Figure 18: A simple kettle drum patch for the Korg MS20.

A Better MS20 Patch

The patch in Figure 18 is very sensitive to tiny changes in certain parameters — particularly the VCO2 pitch and the filter settings — but once set correctly, it can give the impression of a kettle drum. Nonetheless, it's not particularly satisfying. Indeed, considering the care with which I've followed the theory, it's remarkable just how unconvincing it is. I suspect that this is due to the limitations of the MS20's ring modulator, which gives no control over the input signals, so let's cast theory to the wind and see whether another method can produce more convincing results.

If you study Figure 19, you'll see that my next patch (which is Korg's 'factory' timpani patch) uses a pulse wave as its starting point, and that the ring modulator is not detuned. This makes the basic timbre much less clangorous than the patch in Figure 18. Other parts of Figure 19 are more familiar: both filters again have resonance, further emphasising the second, third and fourth harmonics, and EG2 again affects the low-pass filter cutoff frequency.

Figure 19: A more complex kettle drum patch for the Korg MS20.

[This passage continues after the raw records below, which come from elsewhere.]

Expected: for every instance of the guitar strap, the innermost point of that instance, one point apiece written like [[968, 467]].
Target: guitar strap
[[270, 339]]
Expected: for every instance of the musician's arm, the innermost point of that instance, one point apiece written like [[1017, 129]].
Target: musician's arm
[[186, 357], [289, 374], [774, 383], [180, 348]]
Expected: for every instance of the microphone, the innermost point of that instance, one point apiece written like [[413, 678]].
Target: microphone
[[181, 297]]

However, if you play this part of the patch alone, you'll find that it sounds nothing like a kettle drum... it's just a simple bass sound, and not a very good one, at that. But now have a look at the semi-modular patch matrix provided by the MS20, shown on the right-hand side of the diagram.

Look closely, and you'll see that the noise generator is feeding pink noise to the input of the External Signal Processor. This type of noise is already deficient in high frequencies, and the high-pass filter in the ESP is removing the low frequencies, so the result is a narrow band of noise. Furthermore, at the settings shown, the input of the ESP is distorting, so the result is a very 'rough' timbre. This is then directed to the input of the MS20's main filters, where it is even further narrowed and emphasised by the overlapping resonant filters.

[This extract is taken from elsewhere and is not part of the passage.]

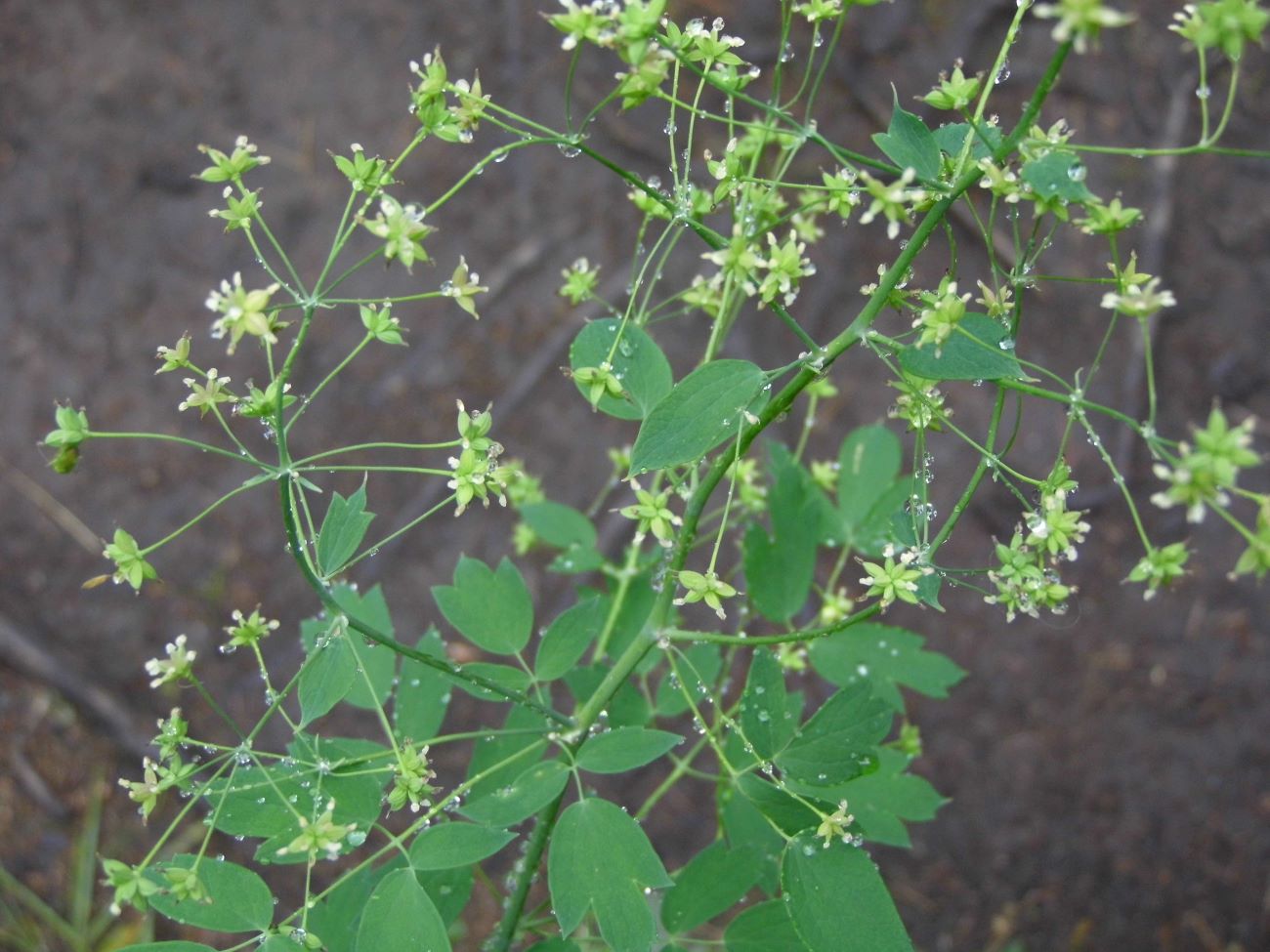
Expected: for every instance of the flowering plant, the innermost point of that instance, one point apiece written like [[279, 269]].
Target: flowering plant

The result is a band of highly tuned, somewhat distorted noise that takes the place of the ring-modulated sound in Figure 12, and does so very effectively. Indeed, it sounds remarkably similar to the unpitched sound produced by the kettle drum. If you now add back the pitched partials from the oscillators, the result is extraordinarily life-like, with the sound from the oscillators providing the characteristic 'ringing' of the kettle shell as the sound decays.

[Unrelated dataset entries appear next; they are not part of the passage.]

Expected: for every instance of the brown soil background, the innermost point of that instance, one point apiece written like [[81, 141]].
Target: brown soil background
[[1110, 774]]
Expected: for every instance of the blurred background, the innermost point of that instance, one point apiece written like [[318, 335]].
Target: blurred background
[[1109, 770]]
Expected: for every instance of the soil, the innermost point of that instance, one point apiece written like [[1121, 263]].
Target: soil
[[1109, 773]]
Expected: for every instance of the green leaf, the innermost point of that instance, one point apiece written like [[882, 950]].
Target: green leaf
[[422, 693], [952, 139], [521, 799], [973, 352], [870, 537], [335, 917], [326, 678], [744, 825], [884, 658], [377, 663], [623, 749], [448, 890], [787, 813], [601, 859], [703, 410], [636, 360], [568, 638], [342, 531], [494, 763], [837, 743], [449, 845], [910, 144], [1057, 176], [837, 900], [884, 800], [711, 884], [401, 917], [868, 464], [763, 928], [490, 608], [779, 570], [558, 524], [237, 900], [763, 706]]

Having got this far, you could go on to patch the CV Wheel to the oscillator pitches (as suggested in Figure 12) and develop a number of small performance enhancements. However, lack of space precludes me from doing so here, and this is something that you'll just have to try for yourself.

More Patching Ideas

If you look back to the start of this article, you'll see that I've gone full circle. Having admitted that, in Figure 1, the 'noise' representation of the enharmonic modes is the result of my laziness, it turns out that using a noise generator is indeed a highly satisfactory way to model a kettle drum. But why stop there...?

As I discussed last month, timpani are far from the only pitched membranophones so, if you own an MS20, you should consider using these ideas to create a wide range of pitched drum sounds. This is simply done: take the patches in Figures 18 and 19, and experiment with the pitches, filter settings and envelope times. You should easily create other pitched percussion sounds. However, you must take care not to stray too far from the initial settings; do so, and the character of your sounds will change into something else entirely.

Of course, you can try all of this on other synthesizers, but among low-cost instruments, the MS20 is particularly suiTable because it offers a powerful combination of pitched oscillators, a ring modulator, a noise source, and four filters. Consequently, you won't get the same quality of results from the Minimoog, ARP Axxe or Roland SH101 that I used so successfully for brass patches a few months ago.

So there you have it... proof that the MS20 is good for far more than dancefloor bleeps and bloops. Give it a try!